São saltos quânticos. Um deles são os livros de Peré Castor , de Paul Foucher , com figuras, páginas para recortar, máscaras... Lá, a brincadeira é central para a aprendizagem e a imaginação, mas também se utiliza o "realismo", isto é, as fotografias. Surgiu na década de 1930, um período interessante em que Maria Montessori , entre outras, se destacou. Conhecemos isso como a éducation nouvelle , uma escola que se concentrava na criança e não no conteúdo . A criança precisa encontrar conhecimento, precisa observar e precisa de livros que lhe permitam fazer isso.

- Claro, e outro aspecto é que este trabalho dá um tratamento estético a um livro com valor informativo . Há um personagem, uma estrutura narrativa, por exemplo, a de uma viagem de aventura... Então é aí que decola uma tendência que continua até hoje. Porque atualmente, o livro de não ficção mudou para flertar com o livro ilustrado, que é um território artístico .

- A presença de livros de não ficção é menor do que a de outros gêneros nos catálogos de publicações infantis. Mas há uma tendência crescente , especialmente entre aqueles que priorizam um tratamento estético da linguagem e das ilustrações . Portanto, acredito que esse flerte representa um dos caminhos mais promissores para essas obras, além de criativo.

-Qual o risco de exaltar o lúdico ou o estético em livros de não ficção?

- Trivialização . Por isso, é importante entender que livros de não ficção podem se conectar com os leitores por meio do fascínio, da compreensão de que o mundo é fascinante em todas as suas dimensões, na poesia e na ciência . É o que eu estava dizendo sobre ovos de insetos: quem imaginaria que uma linda borboleta põe ovos em um caule para tentar impedir que predadores os alcancem?

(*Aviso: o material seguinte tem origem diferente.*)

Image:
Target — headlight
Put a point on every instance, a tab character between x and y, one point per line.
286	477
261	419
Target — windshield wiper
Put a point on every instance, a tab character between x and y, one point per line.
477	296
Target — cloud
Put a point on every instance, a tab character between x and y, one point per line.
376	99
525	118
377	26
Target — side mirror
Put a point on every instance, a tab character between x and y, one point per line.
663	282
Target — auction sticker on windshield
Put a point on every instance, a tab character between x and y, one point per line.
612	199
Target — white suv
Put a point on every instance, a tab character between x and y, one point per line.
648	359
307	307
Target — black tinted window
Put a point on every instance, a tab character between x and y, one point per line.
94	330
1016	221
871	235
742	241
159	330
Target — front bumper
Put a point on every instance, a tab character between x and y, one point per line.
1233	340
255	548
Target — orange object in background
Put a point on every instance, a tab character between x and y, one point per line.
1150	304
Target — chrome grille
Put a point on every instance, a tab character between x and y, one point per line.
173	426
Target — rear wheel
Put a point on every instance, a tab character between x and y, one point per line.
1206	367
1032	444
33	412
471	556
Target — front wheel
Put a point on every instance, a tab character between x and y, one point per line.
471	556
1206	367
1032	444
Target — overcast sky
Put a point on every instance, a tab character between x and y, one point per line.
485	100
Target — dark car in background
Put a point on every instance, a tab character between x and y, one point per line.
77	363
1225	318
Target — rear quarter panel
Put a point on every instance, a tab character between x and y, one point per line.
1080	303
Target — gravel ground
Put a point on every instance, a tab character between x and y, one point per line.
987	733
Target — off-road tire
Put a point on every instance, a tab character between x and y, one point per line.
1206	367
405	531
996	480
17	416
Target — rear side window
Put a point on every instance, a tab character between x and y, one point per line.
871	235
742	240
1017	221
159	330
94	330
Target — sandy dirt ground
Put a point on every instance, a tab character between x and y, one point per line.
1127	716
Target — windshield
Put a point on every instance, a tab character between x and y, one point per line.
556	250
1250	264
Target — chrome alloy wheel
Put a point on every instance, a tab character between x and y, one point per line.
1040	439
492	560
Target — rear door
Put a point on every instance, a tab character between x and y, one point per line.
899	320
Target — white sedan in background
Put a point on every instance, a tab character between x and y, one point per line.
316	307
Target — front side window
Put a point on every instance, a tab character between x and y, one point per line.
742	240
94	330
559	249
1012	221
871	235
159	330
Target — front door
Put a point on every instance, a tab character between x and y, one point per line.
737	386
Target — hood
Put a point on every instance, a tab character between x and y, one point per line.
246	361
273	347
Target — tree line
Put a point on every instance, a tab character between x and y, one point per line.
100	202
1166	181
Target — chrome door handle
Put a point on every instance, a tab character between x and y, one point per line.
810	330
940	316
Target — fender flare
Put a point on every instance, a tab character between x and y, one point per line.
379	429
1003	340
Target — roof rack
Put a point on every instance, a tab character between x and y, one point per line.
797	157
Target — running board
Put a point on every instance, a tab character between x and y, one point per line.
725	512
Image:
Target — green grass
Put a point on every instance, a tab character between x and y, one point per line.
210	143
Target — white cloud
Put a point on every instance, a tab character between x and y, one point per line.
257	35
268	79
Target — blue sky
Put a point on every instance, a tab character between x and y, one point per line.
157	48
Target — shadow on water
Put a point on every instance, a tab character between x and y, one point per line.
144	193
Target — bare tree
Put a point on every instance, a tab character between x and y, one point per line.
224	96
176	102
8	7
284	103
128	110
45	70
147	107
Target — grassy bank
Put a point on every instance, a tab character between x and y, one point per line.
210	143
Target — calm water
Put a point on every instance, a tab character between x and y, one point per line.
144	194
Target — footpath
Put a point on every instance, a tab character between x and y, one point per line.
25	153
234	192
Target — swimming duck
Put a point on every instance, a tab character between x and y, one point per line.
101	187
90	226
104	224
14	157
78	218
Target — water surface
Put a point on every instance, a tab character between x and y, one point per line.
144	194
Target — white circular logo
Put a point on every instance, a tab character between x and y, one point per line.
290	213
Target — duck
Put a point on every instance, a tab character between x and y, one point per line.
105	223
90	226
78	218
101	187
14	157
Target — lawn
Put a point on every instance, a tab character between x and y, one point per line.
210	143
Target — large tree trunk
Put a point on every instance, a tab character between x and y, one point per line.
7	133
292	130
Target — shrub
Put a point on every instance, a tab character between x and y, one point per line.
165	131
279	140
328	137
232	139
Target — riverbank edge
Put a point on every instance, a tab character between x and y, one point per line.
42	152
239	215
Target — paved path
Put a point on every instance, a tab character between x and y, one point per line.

-O outro salto quântico em livros de não ficção infantil que você descreve está relacionado aos manuais de informática.

-Os da editora inglesa Dorling Kindersley , por volta dos anos 1980. Porque eles produziam livros com um formato especial: páginas nas quais você podia adicionar e remover representações do que quisesse. Eles eram monstros comerciais porque o design podia ser adaptado a todos os idiomas e porque produziam muito bem. Há algumas histórias ótimas sobre o trabalho deles, como a dos fotógrafos de leões que se colocavam em gaiolas para retratar melhor os animais. Depois passamos para os espanhóis porque eles adaptaram esses formatos. A editora SM foi pioneira em uma coleção chamada Mundo Maravilhoso. Esse mundo maravilhoso tinha páginas de acetato com transparências. Então você, por exemplo, tinha uma maçã e tinha uma árvore, e quando colocava a página da maçã em cima da página da árvore, tinha uma macieira.

-Você destaca em seu livro a necessidade de profissionalizar a publicação de livros de não ficção.

- É um dos maiores desafios em nível regional e, de certa forma, a força motriz por trás deste livro. Livros de não ficção para crianças têm sua própria história e especificidades. Eles exigem comunicadores científicos e a participação de universidades e outros centros de pesquisa para validar as informações, além de editores e designers que articulem precisão e apelo. E precisam ser atualizados .

- Esses são livros que exigem mais investimento. Acredito que as câmaras do livro e os ministérios relacionados — Cultura, Ciência e Tecnologia — deveriam criar incentivos. Parcerias para copublicação e distribuição de livros também podem ajudar.

-Em que áreas os livros de não ficção para crianças podem contribuir mais hoje?

- Conteúdo local, que permaneceu na periferia e dificilmente será abordado por grandes grupos editoriais. Por exemplo, povos indígenas, perspectivas de atores marginalizados em processos históricos, estéticas não convencionais ou estudos de espécies endêmicas da região, entre outros.